Embora as mudanças sejam significativas, poucos profissionais médicos estão cientes de que o CDC abandonou as recomendações de exercícios e psicoterapia. Nem sabem dos cuidados extremos com que as pessoas com ME/CFS precisam regular sua atividade. Se o seu médico o diagnosticasse hoje com esta condição, as chances são boas de que você seria aconselhado a se exercitar e consultar um psicoterapeuta.

Embora o CDC mereça crédito por ter removido informações baseadas em más ciências, isso por si só não é suficiente. A agência também deve desfazer os danos causados.

Primeiro, o CDC precisa reconhecer que errou. Até agora, a agência declarou em resposta às perguntas que as mudanças foram feitas porque “houve confusão sobre o que recomendamos relacionado ao exercício e à terapia”, e a agência não tinha a intenção de recomendar os tratamentos do ensaio PACE, apesar de usar terminologia idêntica. Dado que os defensores do ME/CFS pressionaram o CDC durante anos especificamente sobre os problemas de recomendar essas terapias, essa explicação é difícil de levar a sério. Um reconhecimento honesto do erro irá longe no sentido de restabelecer a confiança com a comunidade de pacientes ME/CFS.

Segundo, o CDC deve divulgar activamente a notícia de que já não recomenda estas duas terapias ineficazes e possivelmente prejudiciais e que nenhuma prova legítima apoia o seu uso. Isso deve fazer parte de um plano muscular, coordenado com os Institutos Nacionais de Saúde e outras agências, para combater os mitos prevalecentes sobre EM/CFS entre médicos, outros provedores de saúde e o público em geral.

Terceiro, a agência precisa alcançar diretamente as organizações de saúde e médicas, como a Kaiser Permanente e a Clínica Mayo, para instá-las a parar de recomendar os tratamentos e garantir que as informações que elas fornecem estejam realmente atualizadas. Esse alcance deve incluir o Instituto Nacional de Saúde e Excelência de Cuidados do Reino Unido.

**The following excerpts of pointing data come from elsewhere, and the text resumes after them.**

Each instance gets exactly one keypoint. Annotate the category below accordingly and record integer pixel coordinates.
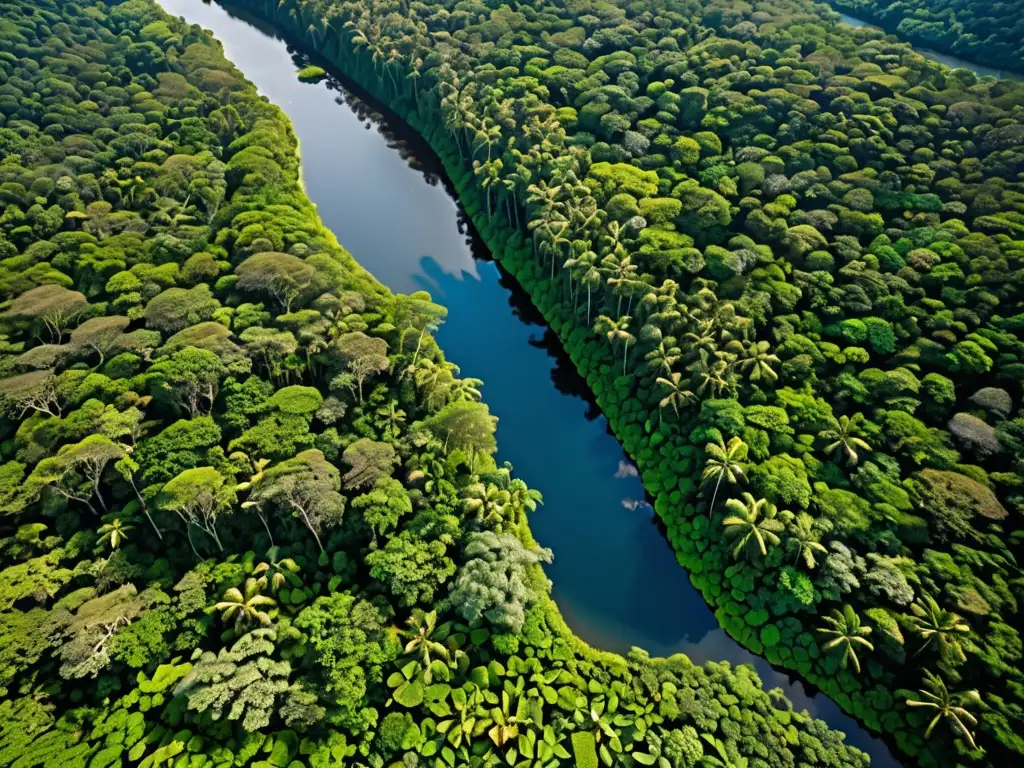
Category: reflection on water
(380, 189)
(953, 62)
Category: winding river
(382, 192)
(953, 62)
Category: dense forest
(249, 514)
(984, 32)
(784, 254)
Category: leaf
(478, 637)
(480, 677)
(525, 748)
(410, 694)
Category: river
(953, 62)
(382, 192)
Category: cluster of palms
(248, 606)
(756, 524)
(522, 161)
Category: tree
(305, 486)
(76, 471)
(244, 682)
(36, 390)
(844, 435)
(280, 275)
(945, 628)
(805, 540)
(363, 355)
(723, 463)
(419, 635)
(199, 497)
(494, 583)
(189, 379)
(616, 332)
(86, 634)
(105, 336)
(676, 393)
(465, 426)
(752, 520)
(177, 308)
(412, 568)
(755, 359)
(369, 461)
(50, 305)
(948, 707)
(383, 506)
(245, 605)
(346, 640)
(114, 534)
(847, 633)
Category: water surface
(953, 62)
(380, 189)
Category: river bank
(613, 571)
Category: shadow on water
(385, 196)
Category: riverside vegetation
(977, 31)
(250, 514)
(784, 254)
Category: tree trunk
(711, 510)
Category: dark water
(953, 62)
(380, 189)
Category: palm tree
(676, 392)
(844, 435)
(622, 273)
(664, 356)
(948, 707)
(806, 539)
(710, 373)
(114, 532)
(752, 520)
(390, 418)
(723, 464)
(465, 389)
(846, 631)
(485, 502)
(616, 331)
(420, 632)
(934, 623)
(245, 605)
(721, 759)
(755, 359)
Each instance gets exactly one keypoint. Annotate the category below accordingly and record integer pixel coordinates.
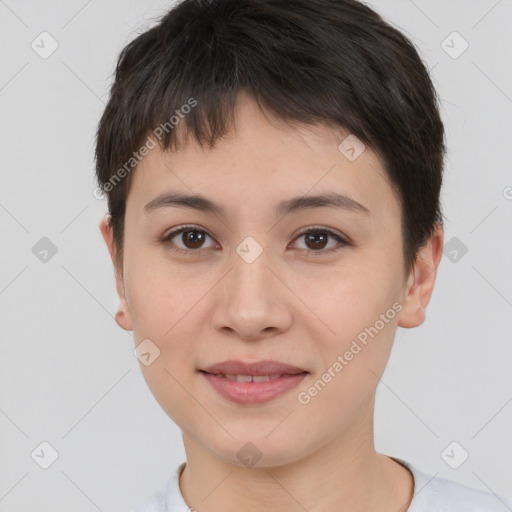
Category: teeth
(252, 378)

Há décadas, a comunidade de pacientes ME/CFS tem esperado que o CDC acertasse isso. A agência finalmente deu um passo na direção certa. Agora ela precisa redobrar seus esforços para encontrar respostas legítimas às muitas perguntas pendentes sobre a doença e investigar tratamentos que possam realmente funcionar.

Julie Rehmeyer é uma editora contribuinte da revista Discover e autora de “Through the Shadowlands”: A Science Writer’s Odyssey into an Illness Science Doesn’t Understand”, um livro de memórias que descreve a ciência, história e política da síndrome da fadiga crónica. David Tuller é pesquisador sênior em saúde pública e jornalismo no Centro de Saúde Pública Global da Universidade da Califórnia, em Berkeley. Membros da comunidade de pacientes ME/CFS doaram generosamente para uma campanha de financiamento da multidão em apoio à posição de Tuller em Berkeley.